Reading data out of a FLEXPART run

Newer versions of FLEXPART can generate convenient NetCDF4 files as output, so let’s have a quick glimpse on how you can access the different data on it.

Note In case you have a FLEXPART output that is not in NetCDF4 format, you can always make use the create_ncfile command line utility.
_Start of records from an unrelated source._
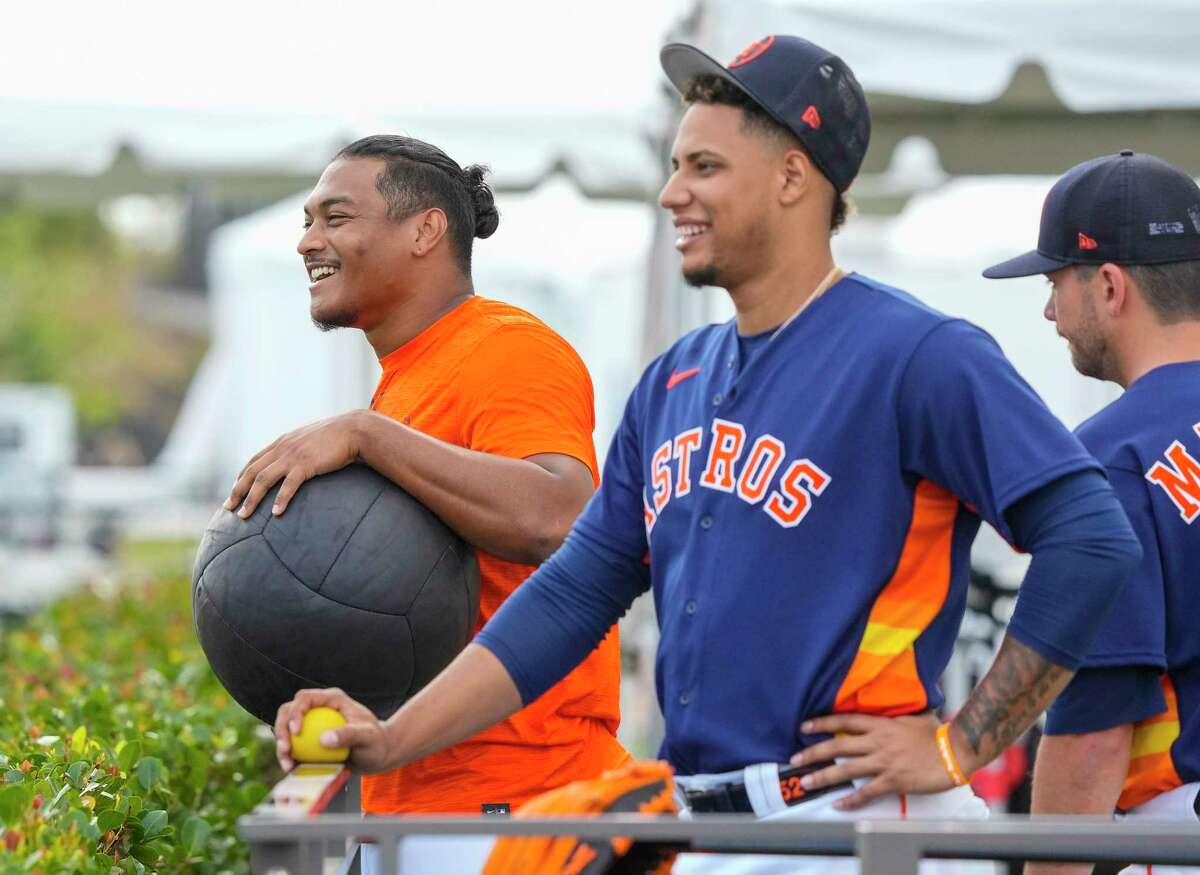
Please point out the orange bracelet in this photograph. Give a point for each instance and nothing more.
(947, 753)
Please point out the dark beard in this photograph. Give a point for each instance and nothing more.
(702, 276)
(342, 319)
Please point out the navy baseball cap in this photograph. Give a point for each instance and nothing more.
(1120, 209)
(803, 87)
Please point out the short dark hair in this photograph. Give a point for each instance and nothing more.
(715, 90)
(418, 175)
(1171, 289)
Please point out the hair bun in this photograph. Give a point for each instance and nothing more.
(487, 217)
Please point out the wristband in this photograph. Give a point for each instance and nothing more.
(947, 754)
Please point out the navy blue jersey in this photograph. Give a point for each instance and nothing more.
(1149, 439)
(808, 517)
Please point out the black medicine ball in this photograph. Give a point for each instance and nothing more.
(357, 585)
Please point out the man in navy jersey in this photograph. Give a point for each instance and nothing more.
(799, 487)
(1120, 244)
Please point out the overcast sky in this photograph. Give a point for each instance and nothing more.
(346, 57)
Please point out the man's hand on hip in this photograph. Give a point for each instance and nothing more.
(898, 754)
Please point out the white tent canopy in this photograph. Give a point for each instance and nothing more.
(606, 153)
(269, 370)
(1097, 54)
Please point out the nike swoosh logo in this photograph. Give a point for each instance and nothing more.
(678, 377)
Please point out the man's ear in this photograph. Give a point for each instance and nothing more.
(430, 227)
(1114, 289)
(798, 177)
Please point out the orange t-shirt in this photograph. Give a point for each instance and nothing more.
(492, 378)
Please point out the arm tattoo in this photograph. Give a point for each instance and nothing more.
(1018, 687)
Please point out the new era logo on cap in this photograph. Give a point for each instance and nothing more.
(753, 51)
(1133, 207)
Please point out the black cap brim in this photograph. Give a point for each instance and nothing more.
(683, 63)
(1030, 264)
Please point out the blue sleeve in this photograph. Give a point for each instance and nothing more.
(558, 616)
(1135, 633)
(1101, 699)
(1083, 552)
(970, 424)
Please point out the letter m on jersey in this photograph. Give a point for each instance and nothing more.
(1180, 478)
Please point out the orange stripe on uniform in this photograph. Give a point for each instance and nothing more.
(883, 676)
(1151, 768)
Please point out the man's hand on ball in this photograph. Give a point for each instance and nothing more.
(299, 455)
(364, 733)
(898, 754)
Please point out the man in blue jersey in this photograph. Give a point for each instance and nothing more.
(1120, 244)
(799, 487)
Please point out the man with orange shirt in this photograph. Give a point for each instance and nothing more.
(483, 413)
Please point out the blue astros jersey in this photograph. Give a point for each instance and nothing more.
(1149, 439)
(808, 517)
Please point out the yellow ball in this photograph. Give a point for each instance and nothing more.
(305, 744)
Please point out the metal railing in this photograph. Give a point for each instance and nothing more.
(298, 846)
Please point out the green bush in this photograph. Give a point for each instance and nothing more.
(119, 750)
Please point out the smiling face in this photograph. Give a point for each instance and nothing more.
(720, 196)
(1073, 307)
(355, 256)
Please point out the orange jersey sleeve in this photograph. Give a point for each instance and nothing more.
(523, 393)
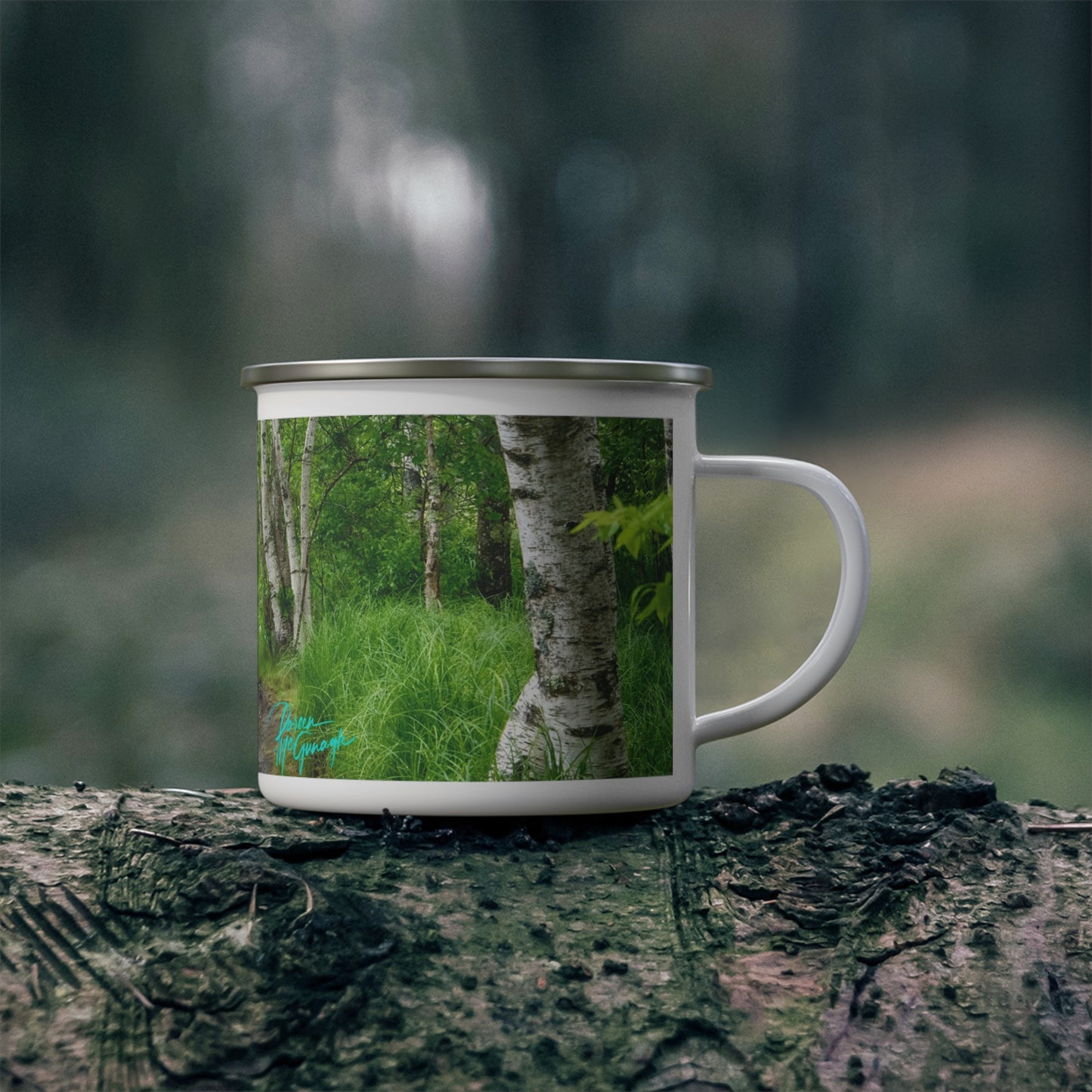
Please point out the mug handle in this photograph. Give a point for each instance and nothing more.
(834, 645)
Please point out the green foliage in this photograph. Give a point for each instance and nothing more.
(639, 530)
(425, 694)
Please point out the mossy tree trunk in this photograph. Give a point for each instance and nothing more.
(809, 934)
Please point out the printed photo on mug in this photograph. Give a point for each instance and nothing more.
(466, 598)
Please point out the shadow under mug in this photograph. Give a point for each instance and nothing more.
(476, 589)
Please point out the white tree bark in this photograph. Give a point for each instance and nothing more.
(569, 719)
(281, 480)
(432, 519)
(302, 621)
(269, 544)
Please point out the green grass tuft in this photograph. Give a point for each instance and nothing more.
(424, 694)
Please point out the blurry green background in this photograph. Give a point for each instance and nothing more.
(869, 220)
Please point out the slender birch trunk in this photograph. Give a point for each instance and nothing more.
(281, 475)
(432, 512)
(669, 451)
(568, 718)
(302, 620)
(269, 543)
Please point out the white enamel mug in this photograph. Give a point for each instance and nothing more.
(476, 591)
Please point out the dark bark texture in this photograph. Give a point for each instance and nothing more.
(807, 934)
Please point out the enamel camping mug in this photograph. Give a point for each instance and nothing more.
(476, 588)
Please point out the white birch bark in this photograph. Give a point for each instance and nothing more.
(569, 716)
(281, 480)
(269, 545)
(302, 621)
(669, 450)
(432, 519)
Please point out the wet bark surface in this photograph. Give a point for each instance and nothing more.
(809, 934)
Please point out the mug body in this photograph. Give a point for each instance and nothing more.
(475, 586)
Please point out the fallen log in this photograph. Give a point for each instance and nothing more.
(809, 934)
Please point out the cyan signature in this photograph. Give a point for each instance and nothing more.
(292, 741)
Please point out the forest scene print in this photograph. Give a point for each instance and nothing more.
(464, 598)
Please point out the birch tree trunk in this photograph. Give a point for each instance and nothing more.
(269, 543)
(810, 934)
(302, 608)
(281, 476)
(432, 512)
(568, 719)
(669, 451)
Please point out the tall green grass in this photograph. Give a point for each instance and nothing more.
(424, 694)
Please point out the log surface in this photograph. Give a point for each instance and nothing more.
(809, 934)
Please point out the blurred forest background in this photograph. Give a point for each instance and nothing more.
(869, 220)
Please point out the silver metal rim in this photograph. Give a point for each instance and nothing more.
(635, 372)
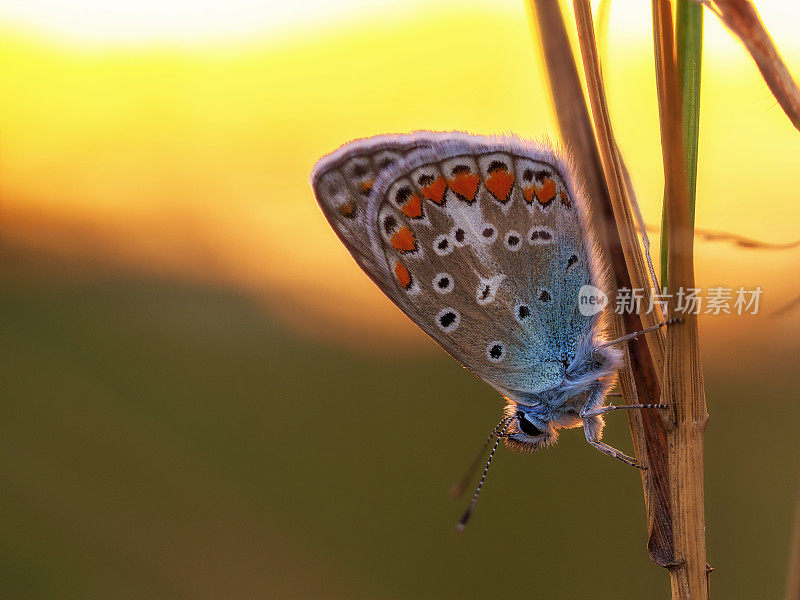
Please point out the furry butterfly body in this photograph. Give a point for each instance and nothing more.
(484, 243)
Open the file and print meta-information for the run:

In [1]: from netCDF4 import Dataset

In [2]: rootgrp = Dataset('./Fwd1_V9.02/outputs/grid_conc_2007012190000_nest.nc', 'r')

In [3]: print(rootgrp)
<class 'netCDF4._netCDF4.Dataset'>
root group (NETCDF4 data model, file format HDF5):
    Conventions: CF-1.6
    title: FLEXPART model output
    institution: NILU
    source: V8 model output
    history: 2016-10-28 16:43 NA created by faltet on faltet-Latitude-E6430
    references: Stohl et al., Atmos. Chem. Phys., 2005, doi:10.5194/acp-5-2461-200
    outlon0: 1.0
    outlat0: 39.5
    dxout: 0.019999999553
    dyout: 0.019999999553
    ldirect: 1
    ibdate: 20070121
    ibtime: 100000
    iedate: 20070122
    ietime: 180000
    loutstep: 3600
    loutaver: 3600
    loutsample: 300
    lsubgrid: 1
    lconvection: 0
    ind_source: 1
    ind_receptor: 1
    itsplit: 999999999
    linit_cond: 2
    lsynctime: 300
    ctl: 3.0
    ifine: 4
    iout: 5
    ipout: 0
    lagespectra: 0
    ipin: 0
    ioutputforeachrelease: 0
    iflux: 0
    mdomainfill: 0
    mquasilag: 0
    nested_output: 1
    surf_only: 0
    dimensions(sizes): time(33), longitude(220), latitude(220), height(1), numspec(1), pointspec(1), nageclass(1), nchar(45), numpoint(1)
    variables(dimensions): int32 time(time), float32 longitude(longitude), float32 latitude(latitude), float32 height(height), <class 'str'> RELCOM(numpoint), float32 RELLNG1(numpoint), float32 RELLNG2(numpoint), float32 RELLAT1(numpoint), float32 RELLAT2(numpoint), float32 RELZZ1(numpoint), float32 RELZZ2(numpoint), int32 RELKINDZ(numpoint), int32 RELSTART(numpoint), int32 RELEND(numpoint), int32 RELPART(numpoint), float32 RELXMASS(numspec,numpoint), int32 LAGE(nageclass), int32 ORO(latitude,longitude), float32 spec001_mr(nageclass,pointspec,time,height,latitude,longitude), float32 WD_spec001(nageclass,pointspec,time,latitude,longitude), float32 DD_spec001(nageclass,pointspec,time,latitude,longitude)
    groups:

We can get the info for a specific attribute just by referencing it like this:

In [4]: print(rootgrp.loutstep)
3600

We can have a look at the different dimensions and variables in the file:

In [5]: print(rootgrp.dimensions)
OrderedDict([('time', <class 'netCDF4._netCDF4.Dimension'> (unlimited): name = 'time', size = 33
), ('longitude', <class 'netCDF4._netCDF4.Dimension'>: name = 'longitude', size = 220
), ('latitude', <class 'netCDF4._netCDF4.Dimension'>: name = 'latitude', size = 220
), ('height', <class 'netCDF4._netCDF4.Dimension'>: name = 'height', size = 1
), ('numspec', <class 'netCDF4._netCDF4.Dimension'>: name = 'numspec', size = 1
), ('pointspec', <class 'netCDF4._netCDF4.Dimension'>: name = 'pointspec', size = 1
), ('nageclass', <class 'netCDF4._netCDF4.Dimension'>: name = 'nageclass', size = 1
), ('nchar', <class 'netCDF4._netCDF4.Dimension'>: name = 'nchar', size = 45
), ('numpoint', <class 'netCDF4._netCDF4.Dimension'>: name = 'numpoint', size = 1
)])


In [6]: rootgrp.variables.keys()
Out[11]: odict_keys(['time', 'longitude', 'latitude', 'height', 'RELCOM', 'RELLNG1', 'RELLNG2', 'RELLAT1', 'RELLAT2', 'RELZZ1', 'RELZZ2', 'RELKINDZ', 'RELSTART', 'RELEND', 'RELPART', 'RELXMASS', 'LAGE', 'ORO', 'spec001_mr'])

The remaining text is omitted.